From the Editor

By | Dec 05, 2011

Nearly three years ago, I met a 90-year-old woman from Cleveland named Eva Rosenberg who told me her story—and that of her late husband Milton Rosenberg. In 1950, one month after Julius Rosenberg was arrested for spying for the Soviet Union, Eva’s husband and his colleague, Sidney Rosenberg—neither of whom were communists or had any association with Julius Rosenberg—were both dismissed from their engineering jobs at the U.S. Army Signal Corps at Fort Monmouth, New Jersey. These were innocent men—with the wrong name at the wrong time in the wrong place—who had to fight to redeem their reputations—and their jobs. They eventually got their positions back, but neither spoke publicly about what had happened. Eva Rosenberg remains afraid—even after all these years—that bringing this story to light might lead the federal government to revoke her insurance and pension.

I was struck by what she told me. Much has been written about the McCarthy era, but little has been published about the civilian technicians, engineers and scientists who were dismissed at Fort Monmouth before then. I also couldn’t help but notice the location.
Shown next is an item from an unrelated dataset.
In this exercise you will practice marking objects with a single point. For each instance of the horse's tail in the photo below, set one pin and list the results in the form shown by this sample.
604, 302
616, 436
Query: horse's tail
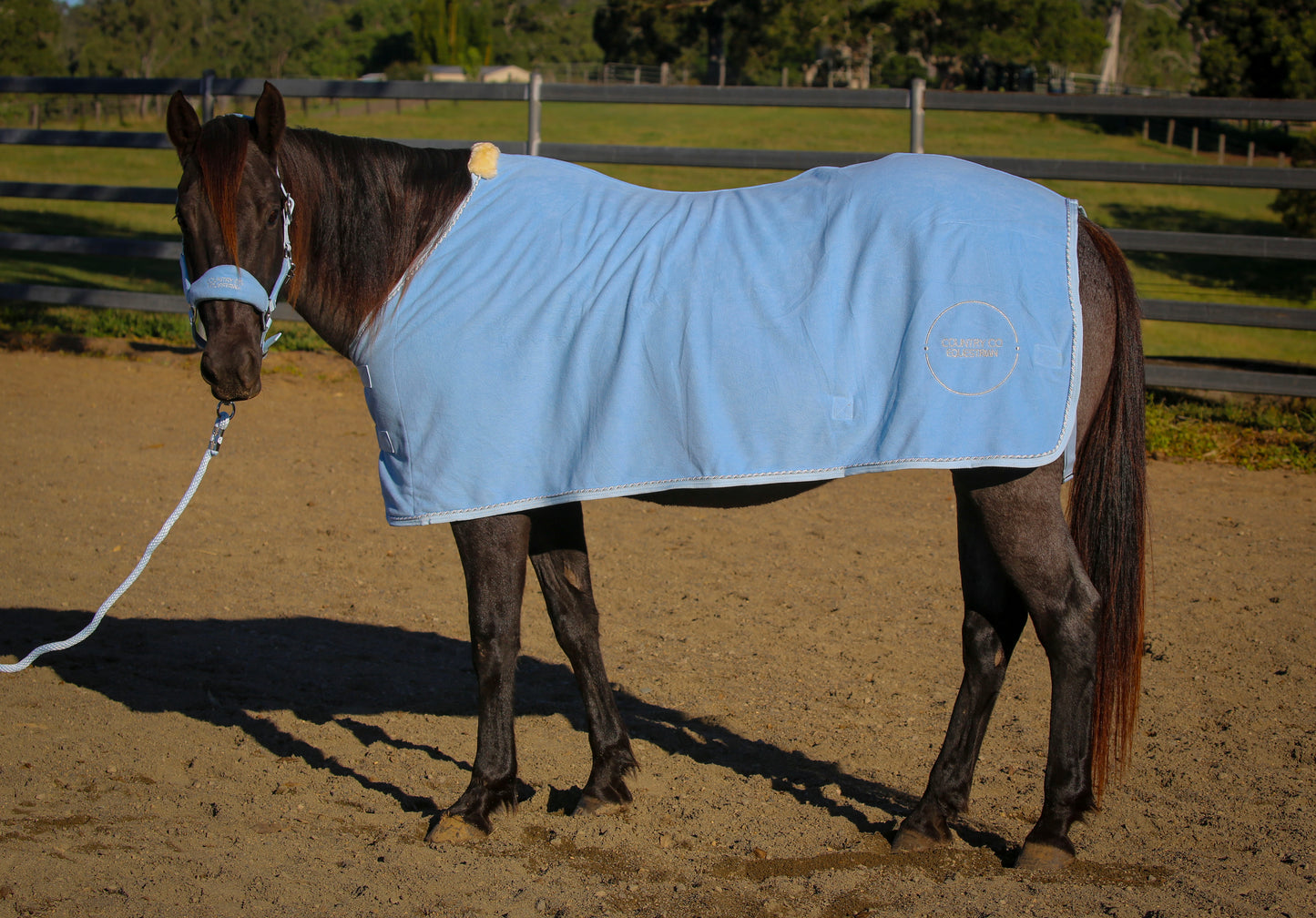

You see, my father was a physicist at a Signal Corps lab at Fort Monmouth. The federal investigations into a potential communist infiltration there took place almost in my backyard—albeit before I was born. No one had ever mentioned the investigations that had significantly affected our local Jewish community: not my parents, my teachers or our rabbi. Even as a teenager, I had never really connected the dots between what I learned in history class to the labs where my father worked.

As I researched this story, I stumbled on myriad personal connections. I learned that the Rosenberg families’ pediatrician was also mine. I found that I had gone to high school with children who shared the same last name of the informant who had brought Milton and Sidney Rosenberg to the attention of the FBI. And when I mentioned to my father that I was working on a story about innocent Rosenbergs, he—for the first time—told me that he knew a number of the men and women who had been targeted. He had been afraid to draw attention to himself because, like Julius Rosenberg, he had attended City College, studied physics and was Jewish. To make it worse, his father—my grandfather—was a socialist.

That led me to ask my mother—an active member of our temple’s Sisterhood and Hadassah who eventually became the executive director of the Monmouth County Jewish Community Center—what she knew. She explained that some of our neighbors from Asbury Park had been forced to testify before McCarthy’s Senate subcommittee, and that she had been friendly with their wives and their attorneys.

Only after reading FBI files and other documents and interviewing people who lived through this period, have I come to understand why I heard nothing about these investigations growing up: The intensity of the fear and shame that they inspired, coupled with an overwhelming urge to leave this terrible moment in history behind, was too strong. Certainly, my years working on this story have left me with a deeper understanding of the political and social currents underlying my childhood.

Beyond the personal, this story provides a detailed look at what life was like for the Jews who worked for the Signal Corps, a history that is still unfolding but is in danger of being forgotten. On a historical level, it provides a different prism through which to view a sordid episode in 20th-century American history.